一般的には、古代の役所に関連する場合は「大宰府」、中世以降の地名は「太宰府」を用いています。
古代におけるダザイフの正式な表記は、現存する古代の印影(押印された印の文字)が「大宰之印」であることから、「大宰府」であったと考えられています。
しかし、奈良時代の文書にも、すでに「太宰府」と表記されているものがあります。その後、中世からは「太宰府」と表記する文書が多くなり、近世以降はほとんど「太宰府」と表記するようになっているようです。
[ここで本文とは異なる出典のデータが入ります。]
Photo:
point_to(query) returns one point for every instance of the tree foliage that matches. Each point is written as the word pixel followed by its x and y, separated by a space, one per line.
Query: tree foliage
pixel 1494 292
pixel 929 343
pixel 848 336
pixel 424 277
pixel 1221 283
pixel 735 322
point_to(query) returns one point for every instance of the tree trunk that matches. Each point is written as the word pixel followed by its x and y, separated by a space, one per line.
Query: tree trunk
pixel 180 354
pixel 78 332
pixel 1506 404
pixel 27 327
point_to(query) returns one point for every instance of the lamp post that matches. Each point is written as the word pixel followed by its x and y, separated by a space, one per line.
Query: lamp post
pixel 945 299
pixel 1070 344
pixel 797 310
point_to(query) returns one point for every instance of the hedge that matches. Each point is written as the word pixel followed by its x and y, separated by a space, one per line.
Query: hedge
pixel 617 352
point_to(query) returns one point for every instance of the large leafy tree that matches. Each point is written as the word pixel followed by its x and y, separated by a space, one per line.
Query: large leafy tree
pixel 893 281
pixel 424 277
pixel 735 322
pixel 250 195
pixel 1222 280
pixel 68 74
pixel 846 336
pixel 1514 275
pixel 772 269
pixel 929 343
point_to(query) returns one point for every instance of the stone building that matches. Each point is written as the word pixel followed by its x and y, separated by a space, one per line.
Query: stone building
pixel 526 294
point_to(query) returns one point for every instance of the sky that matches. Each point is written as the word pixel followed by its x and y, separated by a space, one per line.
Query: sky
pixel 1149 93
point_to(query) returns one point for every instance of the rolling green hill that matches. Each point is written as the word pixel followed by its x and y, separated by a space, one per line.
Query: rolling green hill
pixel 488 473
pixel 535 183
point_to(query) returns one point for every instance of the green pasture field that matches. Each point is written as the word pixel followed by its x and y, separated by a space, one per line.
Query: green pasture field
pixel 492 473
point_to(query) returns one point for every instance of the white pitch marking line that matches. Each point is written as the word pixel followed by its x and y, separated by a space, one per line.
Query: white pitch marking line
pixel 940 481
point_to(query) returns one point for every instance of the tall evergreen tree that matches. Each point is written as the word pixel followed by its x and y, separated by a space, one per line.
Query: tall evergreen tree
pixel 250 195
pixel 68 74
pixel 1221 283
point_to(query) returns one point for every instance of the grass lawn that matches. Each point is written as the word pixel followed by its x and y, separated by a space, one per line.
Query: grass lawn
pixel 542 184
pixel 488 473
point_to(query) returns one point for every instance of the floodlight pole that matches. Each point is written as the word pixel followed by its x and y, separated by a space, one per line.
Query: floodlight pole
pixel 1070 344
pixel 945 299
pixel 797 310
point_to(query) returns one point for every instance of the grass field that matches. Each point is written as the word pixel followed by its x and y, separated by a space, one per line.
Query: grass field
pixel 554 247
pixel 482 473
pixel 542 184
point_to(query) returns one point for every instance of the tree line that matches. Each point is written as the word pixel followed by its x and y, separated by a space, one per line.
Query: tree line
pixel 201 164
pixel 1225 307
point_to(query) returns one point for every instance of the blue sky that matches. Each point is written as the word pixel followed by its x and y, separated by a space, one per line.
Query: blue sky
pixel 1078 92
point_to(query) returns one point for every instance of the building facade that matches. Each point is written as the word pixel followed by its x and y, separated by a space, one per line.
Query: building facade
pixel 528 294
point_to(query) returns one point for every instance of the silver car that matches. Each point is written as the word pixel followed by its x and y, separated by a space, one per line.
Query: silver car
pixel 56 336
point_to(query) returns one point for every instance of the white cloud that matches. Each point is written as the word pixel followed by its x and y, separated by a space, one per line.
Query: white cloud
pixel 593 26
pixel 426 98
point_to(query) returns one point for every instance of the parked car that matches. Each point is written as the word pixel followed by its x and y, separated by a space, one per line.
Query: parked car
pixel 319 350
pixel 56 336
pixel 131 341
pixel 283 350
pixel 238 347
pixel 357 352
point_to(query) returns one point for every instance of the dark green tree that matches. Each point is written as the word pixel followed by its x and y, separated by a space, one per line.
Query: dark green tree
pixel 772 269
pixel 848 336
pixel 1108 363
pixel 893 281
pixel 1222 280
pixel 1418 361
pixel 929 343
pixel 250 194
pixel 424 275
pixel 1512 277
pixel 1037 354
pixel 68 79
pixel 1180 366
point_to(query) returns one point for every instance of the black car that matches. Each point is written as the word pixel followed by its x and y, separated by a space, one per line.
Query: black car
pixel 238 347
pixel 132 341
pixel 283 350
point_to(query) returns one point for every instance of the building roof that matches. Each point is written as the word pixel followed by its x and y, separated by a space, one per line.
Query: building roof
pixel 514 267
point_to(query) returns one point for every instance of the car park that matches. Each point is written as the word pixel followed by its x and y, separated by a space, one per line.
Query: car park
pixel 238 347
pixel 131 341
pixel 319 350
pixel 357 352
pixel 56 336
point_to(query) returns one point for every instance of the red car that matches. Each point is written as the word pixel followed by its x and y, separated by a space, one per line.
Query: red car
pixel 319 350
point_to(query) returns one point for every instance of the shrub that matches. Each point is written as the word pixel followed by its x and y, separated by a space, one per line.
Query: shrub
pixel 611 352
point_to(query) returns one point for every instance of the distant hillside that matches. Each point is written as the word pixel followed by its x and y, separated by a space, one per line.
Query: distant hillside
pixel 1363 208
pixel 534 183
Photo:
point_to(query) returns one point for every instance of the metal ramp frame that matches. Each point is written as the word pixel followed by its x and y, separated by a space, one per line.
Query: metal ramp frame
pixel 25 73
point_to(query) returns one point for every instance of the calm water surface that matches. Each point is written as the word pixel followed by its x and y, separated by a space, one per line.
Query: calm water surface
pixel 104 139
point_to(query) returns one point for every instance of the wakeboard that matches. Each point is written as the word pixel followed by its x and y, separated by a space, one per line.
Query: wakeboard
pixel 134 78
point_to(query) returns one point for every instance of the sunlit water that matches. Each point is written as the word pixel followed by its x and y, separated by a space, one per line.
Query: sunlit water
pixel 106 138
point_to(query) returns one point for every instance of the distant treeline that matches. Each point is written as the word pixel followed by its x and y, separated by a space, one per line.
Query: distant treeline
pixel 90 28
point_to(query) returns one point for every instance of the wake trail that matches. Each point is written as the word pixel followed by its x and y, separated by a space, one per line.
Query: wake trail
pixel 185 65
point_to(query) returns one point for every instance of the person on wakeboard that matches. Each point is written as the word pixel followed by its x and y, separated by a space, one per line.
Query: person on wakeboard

これらの表記の使い分けについては、断定するまでは至っておらず、現在でも研究されているところです。
昭和30年代末頃、九州大学の鏡山猛(かがみやまたけし)教授が地名や天満宮など以外は「大宰府」と表記するようにされたことをきっかけとして、一般には古代律令時代の役所、およびその遺跡に関するダザイフは「大宰府」、中世以降の地名や天満宮については「太宰府」と表記されるようになりました。現状では、行政的な表記もこれにならい、「大宰府政庁跡」「太宰府市」というように明確に使い分けています。
ちなみに、「宰府」という地名については、現在確認できる最も古いのは永長2(1097)年の記述で、12世紀以降、使用例は増加していきます。この「宰府」は、役所機関としての「大宰府」、もしくは地名としての「太宰府」の略称として使用されたようです。